Taxing Issues: July 7 - 20, 2003

Treasury Releases Child Tax Rebate Checks Timetable: Those child tax credit rebate checks will start fanning out across the U.S. starting on July 25, the Treasury Department announced.

More than 25 million taxpayers will be receiving checks of $400 per child for the advance payment of the extended child tax credit passed into law by the Jobs and Growth Tax Relief Reconciliation Act of 2003.

The checks will go out in order of the last two digits of the recipient’s Social Security number.

According to CCH Tax News, the Internal Revenue Service is identifying taxpayers who are eligible for the advance payment by running a program to search more than 130 million 2002 tax returns filed earlier this year.

On June 5, 2003, the Senate passed the Relief for Working Families Tax Bill of 2003, which would extend the child tax credit to seven million more taxpayers - low-income families who don’t make enough to pay income taxes. President George W. Bush said that he supports the measure and will sign it if the House and Senate agree on a bill to send him.

If so, the Treasury has indicated that it would not be able to issue a second round of checks until mid-September 2003.

Senate Passes More Family Tax Relief: Sen. Chuck Grassley, R-Iowa, chairman of the Committee on Finance, won Senate passage of a compromise version of his legislation to give Americans more family tax relief.

The legislation, passed by the Senate 94 to 2, contains the following provisions:

● Acceleration of the refundability of the child tax credit;

● A uniform definition of a child, a major tax simplification measure to make filing easier for just about anyone with a child and to increase child-related benefits for hundreds of thousands more taxpayers; and,

● Marriage-penalty relief under the child credit.

Under the new legislation, the tax code would have a uniform definition of a qualifying child for the dependency exemption, the child credit, the earned income credit, the dependent care credit and head of household filing status. This simplified, uniform definition would make hundreds of thousands more taxpayers eligible for child-related tax benefits.

To make the bill more palatable to the cost-conscious House, its entire cost is offset by the extension of existing Customs Service user fees.

Experts Say Sunset Provisions Should Give Investors Pause: The new tax law seems to answer many investors’ prayers, but before rushing out to completely overhaul your portfolio, you should take into account some of the sunset provisions built into the law - and how they might complicate long-term planning, experts say.

Under the Jobs and Growth Tax Relief Reconciliation Act of 2003, the highest capital gains tax rate, as well as the tax on dividends, was shaved to 15 percent, but the percent rate is scheduled to return to its higher, 20 percent level as soon as the clock strikes midnight on Dec. 31, 2008. Dividends will also return to their higher levels.

Congress may make the provisions permanent because they’re bound to be popular with taxpayers. “For the most part, you’ll have to be making some sort of bet as to the political will of Congress,” said Bob Trinz, editor of RIA’s Federal Taxes Weekly Alert. “I would imagine that whether or not these provisions are sunsetted would largely depend on who’s living in the White House.”

California CPA and financial planner Irv Rothenberg said that the sunset provisions make it difficult to focus on long-range planning, but it does give him some ideas for his clients.

“We will be looking at different strategies in accounts that are subject to taxation.
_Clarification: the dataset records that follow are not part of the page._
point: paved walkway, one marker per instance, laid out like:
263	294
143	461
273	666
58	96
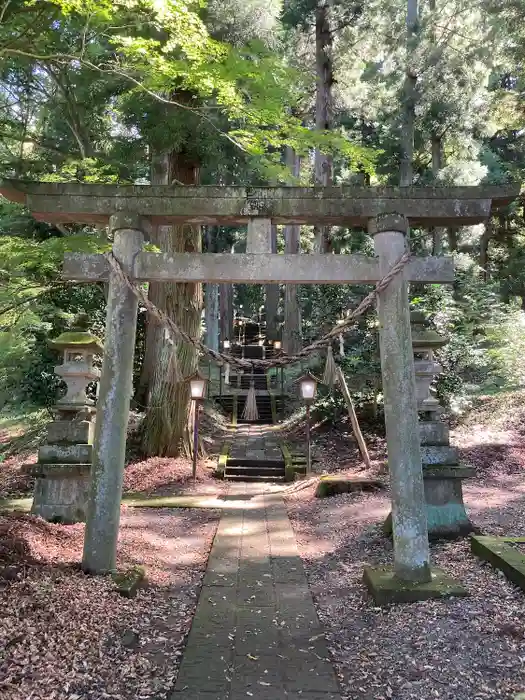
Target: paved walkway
255	442
255	633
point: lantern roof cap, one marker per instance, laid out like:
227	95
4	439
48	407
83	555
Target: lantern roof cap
79	340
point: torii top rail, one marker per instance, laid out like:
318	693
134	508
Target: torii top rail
130	210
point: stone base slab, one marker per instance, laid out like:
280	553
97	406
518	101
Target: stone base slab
434	433
332	485
436	455
61	492
386	589
65	454
504	554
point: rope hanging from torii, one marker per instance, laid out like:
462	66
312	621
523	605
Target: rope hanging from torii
279	361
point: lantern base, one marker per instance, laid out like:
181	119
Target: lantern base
61	492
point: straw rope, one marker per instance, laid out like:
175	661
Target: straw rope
277	361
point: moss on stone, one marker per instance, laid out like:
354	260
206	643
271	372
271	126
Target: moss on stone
79	339
499	553
127	582
334	484
387	589
171	502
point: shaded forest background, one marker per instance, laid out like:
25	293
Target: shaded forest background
246	92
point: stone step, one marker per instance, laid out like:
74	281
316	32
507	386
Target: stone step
254	471
253	463
244	477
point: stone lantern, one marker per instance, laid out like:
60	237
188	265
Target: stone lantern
64	463
424	343
442	473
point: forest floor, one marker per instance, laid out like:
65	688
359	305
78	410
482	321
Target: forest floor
68	636
462	649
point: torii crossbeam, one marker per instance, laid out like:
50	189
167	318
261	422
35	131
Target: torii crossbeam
387	212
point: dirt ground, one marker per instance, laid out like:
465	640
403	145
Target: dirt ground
67	636
461	649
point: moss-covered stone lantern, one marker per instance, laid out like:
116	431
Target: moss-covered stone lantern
64	463
442	473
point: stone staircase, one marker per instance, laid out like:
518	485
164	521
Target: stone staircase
255	455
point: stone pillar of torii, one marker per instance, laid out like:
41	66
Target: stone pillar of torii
129	211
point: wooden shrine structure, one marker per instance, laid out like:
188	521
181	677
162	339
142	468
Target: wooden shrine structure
129	211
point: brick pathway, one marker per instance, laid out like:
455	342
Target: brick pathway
255	633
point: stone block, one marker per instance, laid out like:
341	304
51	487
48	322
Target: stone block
61	493
70	432
386	589
433	433
61	454
332	485
128	582
437	455
504	553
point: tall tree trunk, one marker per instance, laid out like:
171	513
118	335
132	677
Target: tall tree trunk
272	299
169	419
484	249
292	336
323	173
226	311
160	174
406	177
438	232
211	294
453	238
212	315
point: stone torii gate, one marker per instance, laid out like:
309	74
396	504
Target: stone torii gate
129	211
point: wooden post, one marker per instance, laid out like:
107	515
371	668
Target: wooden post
109	446
353	417
411	550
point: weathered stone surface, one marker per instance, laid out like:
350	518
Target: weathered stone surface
70	432
251	267
61	495
433	433
332	485
432	455
504	554
441	206
259	236
68	454
386	589
58	470
255	632
129	581
109	444
411	550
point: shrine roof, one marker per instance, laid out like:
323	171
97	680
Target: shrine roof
92	203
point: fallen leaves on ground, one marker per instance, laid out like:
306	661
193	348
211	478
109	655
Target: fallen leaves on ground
461	649
68	636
As a general rule, we would look to put assets that had high taxation into deferred accounts. Now the question is, ‘Well, is that still appropriate?’”

CCH principal tax analyst Mark Luscombe said that if Republicans hold onto the White House and Congress in 2004 and 2008, there’s a good chance that the tax benefits will stay.

“I think if the Republicans had their way, they would extend the provisions, by and large, regardless of the economic positions and the deficit posture,” said Luscombe. A Democratic Congress, however, would most likely get rid of any benefits that appear to mostly benefit the rich.